More important, we don't have any way to associate our Correlation Id to whatever happens inside that microservice. Therefore, is so important to have a plan in place to be able to extend your traceability and monitoring efforts, especially when using a microservice architecture.

How to extend your tracing information between microservices

The W3C consortium is working on a Trace Context definition that can be applied when using HTTP as the protocol in a microservice architecture. But let's explain how we can implement this functionality in our software.

The main idea behind this is to propagate the correlation information between HTTP request so other pieces of software can read this information and correctly correlate telemetry across microservices.

The way to propagate this information is to use HTTP Headers for the Correlation Id, parent Correlation Id, etc.

When you are in the scope of a HTTP Request, your tracing system should already have created four properties that you can use to send across your microservices.

RequestId:0HLQV2BC3VP2T:00000001,
SpanId:da13aa3c6fd9c146,
TraceId:f11a03e3f078414fa7c0a0ce568c8b5c,
ParentId:5076c17d0a604244

This is an example of the four properties you can find which identify the current request.

RequestId is the unique id that represent the current HTTP Request.
SpanId is the default automatically generated span. You can have more than one Span that scope different functionality inside your software.
TraceId represent the id for current log trace.
ParentId is the parent span id, that in some case can be the same or something different.

Example

Now we are going to explore an example with 3 microservices that calls to each other in a row.

This image is the summary of what is needed in each microservice to propagate the trace-id from A to C.

The root caller is A and that is why it doesn't have a parent-id, only have a new trace-id. Next, A calls B using HTTP. To propagate the correlation information as part of the request, we are using two new headers based on the W3C Correlation specification, trace-id and parent-id. In this example because A is the root caller, A only sends its own trace-id to microservice B.

When microservice B receives the incoming HTTP request, it checks the contents of these two headers. It reads the content of the trace-id header and sets its own parent-id to this trace-id (as shown in the green rectangle inside's B). In addition, it creates a new trace-id to signal that is a new scope for the telemetry. During the execution of microservice B, it also calls microservice C and repeats the pattern. As part of the request it includes the two headers and propagates trace-id and parent-id as well.

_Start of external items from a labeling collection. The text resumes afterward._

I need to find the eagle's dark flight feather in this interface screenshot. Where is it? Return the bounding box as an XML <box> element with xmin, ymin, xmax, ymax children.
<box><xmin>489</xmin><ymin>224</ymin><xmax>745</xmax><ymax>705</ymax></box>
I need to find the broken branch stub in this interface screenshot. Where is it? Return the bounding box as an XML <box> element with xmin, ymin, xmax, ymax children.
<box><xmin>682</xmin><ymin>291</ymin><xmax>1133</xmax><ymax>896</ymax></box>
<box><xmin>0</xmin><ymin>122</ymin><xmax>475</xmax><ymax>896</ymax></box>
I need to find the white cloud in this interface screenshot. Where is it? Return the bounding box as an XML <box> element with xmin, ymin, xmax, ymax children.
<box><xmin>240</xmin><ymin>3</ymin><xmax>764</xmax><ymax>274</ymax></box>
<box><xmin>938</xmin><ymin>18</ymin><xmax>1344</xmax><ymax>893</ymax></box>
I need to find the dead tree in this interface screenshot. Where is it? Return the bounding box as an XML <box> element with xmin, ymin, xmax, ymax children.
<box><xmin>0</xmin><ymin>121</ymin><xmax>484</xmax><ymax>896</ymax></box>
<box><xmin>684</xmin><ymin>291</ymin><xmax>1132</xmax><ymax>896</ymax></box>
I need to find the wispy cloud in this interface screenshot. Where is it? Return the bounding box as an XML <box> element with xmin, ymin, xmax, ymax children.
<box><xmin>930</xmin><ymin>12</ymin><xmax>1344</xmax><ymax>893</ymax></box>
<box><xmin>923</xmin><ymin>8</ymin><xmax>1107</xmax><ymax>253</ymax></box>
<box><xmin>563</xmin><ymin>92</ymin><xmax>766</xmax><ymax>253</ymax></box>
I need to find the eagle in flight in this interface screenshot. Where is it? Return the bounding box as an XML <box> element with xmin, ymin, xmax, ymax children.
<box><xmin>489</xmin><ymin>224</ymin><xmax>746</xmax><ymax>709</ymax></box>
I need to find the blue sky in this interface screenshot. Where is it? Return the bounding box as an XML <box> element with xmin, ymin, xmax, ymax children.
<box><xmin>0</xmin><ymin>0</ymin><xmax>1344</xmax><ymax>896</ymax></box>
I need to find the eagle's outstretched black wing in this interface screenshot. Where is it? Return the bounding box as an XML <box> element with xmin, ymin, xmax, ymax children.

Finally, microservice C, reads the value for the incoming trace-id and sets as his own parent-id, but also creates a new trace-id that will use to send telemetry about his own operations.

Summary

A number of Application Monitoring (APM) technology products already supports most of this Correlation Propagation. The most popular is OpenZipkin/B3-Propagation. W3C already proposed a recommendation for the W3C Trace Context, where you can see what SDK and frameworks already support this functionality. It's important to correctly implement the propagation specially when there are different teams that used different technology stacks in the same project.

Consider using OpenTelemetry as it implements open-source cross-platform context propagation for end-to-end distributed transactions over heterogeneous components out-of-the-box. It takes care of automatically creating and managing the Trace Context object among a full stack of microservices implemented across different technical stacks.